Plasmodium falciparum resistance to drugs remains a major public health issue in Niger. The therapeutic failure index for chloroquine and sulphadoxine-pyrimethamine are, respectively 20% and 21.9%. In December 2005, the National Malaria Control Programme promoted the use of artemisinin combination therapy (ACT) as first-line treatment of the uncomplicated malaria cases. Recently, studies have shown a relationship between the SERCA PfATPase6 gene and artemisinin efficacy, and pointed it out as a potential molecular marker for resistance. The goal of this work was to describe the baseline polymorphism of PfATPase6 gene in Niger, at a time when the national implementation of the ACT policy had just begun.

Materials and methods

The DNA polymorphism of the PfATPase6 gene of 87 P. falciparum samples from Niger was analysed by sequencing.
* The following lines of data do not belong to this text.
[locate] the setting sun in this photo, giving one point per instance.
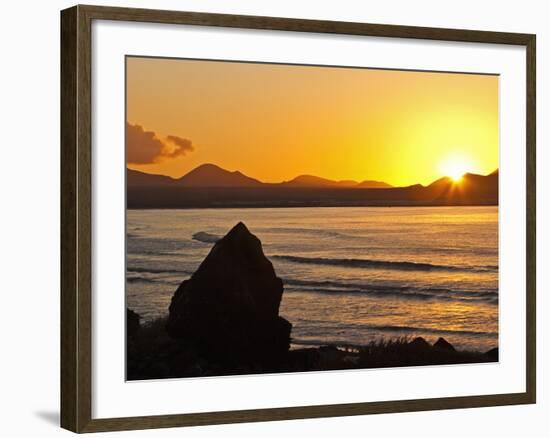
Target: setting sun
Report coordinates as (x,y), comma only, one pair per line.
(455,167)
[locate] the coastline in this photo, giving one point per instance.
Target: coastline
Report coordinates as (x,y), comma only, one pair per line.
(152,354)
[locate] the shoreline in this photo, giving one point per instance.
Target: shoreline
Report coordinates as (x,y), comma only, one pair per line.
(152,354)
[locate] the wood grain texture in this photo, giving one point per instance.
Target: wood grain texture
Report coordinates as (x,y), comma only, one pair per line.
(76,223)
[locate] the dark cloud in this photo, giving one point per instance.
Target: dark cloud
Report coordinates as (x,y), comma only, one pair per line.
(145,147)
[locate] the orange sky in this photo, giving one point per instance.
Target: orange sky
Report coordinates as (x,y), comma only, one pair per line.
(274,122)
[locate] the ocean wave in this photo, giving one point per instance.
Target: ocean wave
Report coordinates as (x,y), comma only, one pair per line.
(383,264)
(407,292)
(204,237)
(156,270)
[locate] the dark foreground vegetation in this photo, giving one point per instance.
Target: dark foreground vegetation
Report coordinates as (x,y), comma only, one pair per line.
(153,354)
(225,320)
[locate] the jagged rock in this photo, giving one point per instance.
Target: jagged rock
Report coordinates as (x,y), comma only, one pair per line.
(492,354)
(132,322)
(229,308)
(442,344)
(419,343)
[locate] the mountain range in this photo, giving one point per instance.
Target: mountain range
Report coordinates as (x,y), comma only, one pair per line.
(209,186)
(210,175)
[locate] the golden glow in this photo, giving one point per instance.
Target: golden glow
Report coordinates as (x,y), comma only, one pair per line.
(274,122)
(456,166)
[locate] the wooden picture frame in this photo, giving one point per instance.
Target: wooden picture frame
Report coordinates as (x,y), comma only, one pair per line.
(76,217)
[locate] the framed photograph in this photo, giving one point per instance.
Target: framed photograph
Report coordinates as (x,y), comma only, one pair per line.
(270,218)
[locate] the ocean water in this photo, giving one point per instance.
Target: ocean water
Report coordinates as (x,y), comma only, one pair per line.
(351,275)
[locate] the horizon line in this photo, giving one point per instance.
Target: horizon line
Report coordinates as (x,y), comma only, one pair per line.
(304,174)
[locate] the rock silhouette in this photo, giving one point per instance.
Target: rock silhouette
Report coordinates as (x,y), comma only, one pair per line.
(132,322)
(443,344)
(229,309)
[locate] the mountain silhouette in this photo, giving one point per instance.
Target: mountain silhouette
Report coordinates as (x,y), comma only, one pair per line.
(316,181)
(210,175)
(211,186)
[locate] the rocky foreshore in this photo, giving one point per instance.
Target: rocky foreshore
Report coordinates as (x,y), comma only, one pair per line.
(225,320)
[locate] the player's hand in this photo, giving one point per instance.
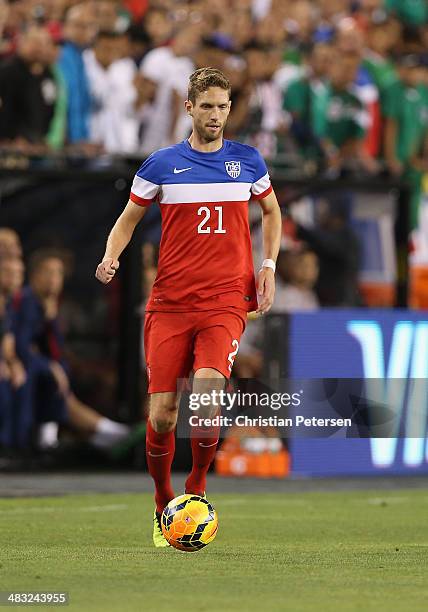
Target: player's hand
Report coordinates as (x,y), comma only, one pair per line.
(60,377)
(106,270)
(265,289)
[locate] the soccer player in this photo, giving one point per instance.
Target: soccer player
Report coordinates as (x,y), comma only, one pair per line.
(205,283)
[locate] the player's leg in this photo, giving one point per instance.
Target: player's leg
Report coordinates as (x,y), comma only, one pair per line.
(168,351)
(204,438)
(160,445)
(216,345)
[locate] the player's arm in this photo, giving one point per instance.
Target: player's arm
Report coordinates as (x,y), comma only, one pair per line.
(118,239)
(272,227)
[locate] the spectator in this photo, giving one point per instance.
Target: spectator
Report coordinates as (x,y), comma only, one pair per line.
(28,91)
(265,121)
(347,119)
(13,377)
(413,12)
(307,99)
(170,68)
(158,25)
(79,33)
(336,247)
(114,122)
(406,128)
(39,344)
(381,40)
(297,274)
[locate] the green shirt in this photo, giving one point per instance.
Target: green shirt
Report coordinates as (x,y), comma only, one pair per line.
(383,73)
(308,99)
(408,107)
(346,118)
(414,12)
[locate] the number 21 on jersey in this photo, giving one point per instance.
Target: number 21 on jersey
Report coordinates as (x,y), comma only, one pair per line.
(205,212)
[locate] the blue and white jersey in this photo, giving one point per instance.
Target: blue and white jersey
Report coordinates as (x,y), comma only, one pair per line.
(205,256)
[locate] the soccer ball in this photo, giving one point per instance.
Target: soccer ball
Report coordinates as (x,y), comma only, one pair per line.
(189,522)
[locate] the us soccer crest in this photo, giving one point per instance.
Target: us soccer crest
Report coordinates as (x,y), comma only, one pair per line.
(233,169)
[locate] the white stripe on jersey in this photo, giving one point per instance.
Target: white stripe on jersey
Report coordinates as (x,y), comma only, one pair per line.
(261,185)
(144,189)
(205,192)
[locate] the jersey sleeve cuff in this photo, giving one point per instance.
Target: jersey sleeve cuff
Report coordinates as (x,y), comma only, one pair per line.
(259,196)
(140,201)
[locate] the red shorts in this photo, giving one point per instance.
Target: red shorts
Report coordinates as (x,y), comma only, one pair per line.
(175,343)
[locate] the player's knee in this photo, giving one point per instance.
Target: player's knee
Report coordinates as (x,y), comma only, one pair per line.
(163,418)
(208,373)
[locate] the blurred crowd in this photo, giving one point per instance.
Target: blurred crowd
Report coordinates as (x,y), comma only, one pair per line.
(37,402)
(330,84)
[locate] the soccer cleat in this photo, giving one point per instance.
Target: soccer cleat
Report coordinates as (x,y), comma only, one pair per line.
(204,494)
(158,537)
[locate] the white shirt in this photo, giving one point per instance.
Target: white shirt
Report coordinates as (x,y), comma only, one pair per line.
(171,73)
(114,120)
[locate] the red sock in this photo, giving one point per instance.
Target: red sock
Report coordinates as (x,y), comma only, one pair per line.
(160,449)
(204,445)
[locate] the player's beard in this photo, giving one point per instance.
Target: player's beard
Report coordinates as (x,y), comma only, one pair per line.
(207,135)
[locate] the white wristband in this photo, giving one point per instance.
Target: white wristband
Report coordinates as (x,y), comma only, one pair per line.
(269,263)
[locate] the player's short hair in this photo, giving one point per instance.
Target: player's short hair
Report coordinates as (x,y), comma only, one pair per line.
(203,78)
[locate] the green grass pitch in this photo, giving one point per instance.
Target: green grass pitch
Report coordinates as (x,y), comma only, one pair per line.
(362,550)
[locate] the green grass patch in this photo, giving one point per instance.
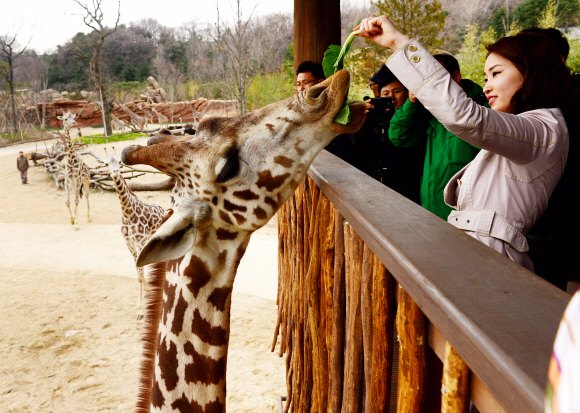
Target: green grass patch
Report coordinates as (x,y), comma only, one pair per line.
(99,139)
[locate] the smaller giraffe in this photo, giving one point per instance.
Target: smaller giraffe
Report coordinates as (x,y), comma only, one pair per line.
(77,177)
(139,221)
(197,116)
(161,118)
(136,120)
(146,115)
(117,123)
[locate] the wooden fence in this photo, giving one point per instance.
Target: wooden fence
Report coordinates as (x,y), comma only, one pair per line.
(350,251)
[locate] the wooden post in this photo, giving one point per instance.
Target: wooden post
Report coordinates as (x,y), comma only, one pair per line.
(338,317)
(319,366)
(383,293)
(367,320)
(316,26)
(455,387)
(353,390)
(412,366)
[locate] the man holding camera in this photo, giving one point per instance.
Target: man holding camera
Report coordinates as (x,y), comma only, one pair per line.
(445,153)
(370,149)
The links between the mutation occurrence and environment and human host factors were tested by bivariate analysis.

Results

The P. falciparum PfATPase6 gene presented polymorphisms at codons 537, 561, 569, 630, 639, 716 levels. All the mutations found were rare, except the PfATPaseN569K found in 17.2% of samples. No associated factor has been observed.

Conclusion

The P. falciparum PfATPase gene is polymorphic at the 569 codon. As ACT is getting more and more used, the PfATPase6 gene polymorphism needs to be monitored in association with phenotypic – in vivo and/or in vitro – drug efficacy tests.